Reader Christopher bought his daughter a Webkinz stuffed animal — for those of your who are not familiar with these toys — with each animal you receive a code that is good for a one year subscription to a virtual version of the toy. After a year — you need to buy another toy or you lose access to your previous pets. Buying more than one toy per year doesn’t extend your subscription, you have to buy one each year to keep it going. Christopher thinks this is unethical.
Recently, my daughter (age 7) and I discovered the strategy employed by the makers of Webkinz to perpetuate their sales, by taking advantage of kids’ desires to maintain their virtual pets by having to purchase more and more Webkinz stuffed animals.

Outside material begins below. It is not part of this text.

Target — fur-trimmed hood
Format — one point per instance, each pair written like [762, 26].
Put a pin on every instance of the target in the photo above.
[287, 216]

Webkinz, of course, are cute stuffed animals that allow kids to create an online version of their pet, then roam around in a virtual Webkinz world. You buy the stuffed animal in a store, and receive a code to logon to their website and see your pet “come to life” in the virtual Webkinz world.
What is buried in the user’s agreement is that the log on is only good for one year, at which time you have to buy another pet to keep access to your previous pets. Buying 2 pets at the same time only gives you a year, as the time is not additive; it begins when you register your pet.
After my daughter discovered she could not log on, and I looked within the user’s agreement, and found the problem, and their “solution.” Of course, my daughter immediately wanted to go and buy another animal. I emailed the company expressing my dismay at their strategy, and received a standard email back regarding purchasing another toy to log in.
I am hoping that other consumers write you about this unethical strategy.
What do you think? Are Webkinz a form of evil? Or is a year’s subscription fair?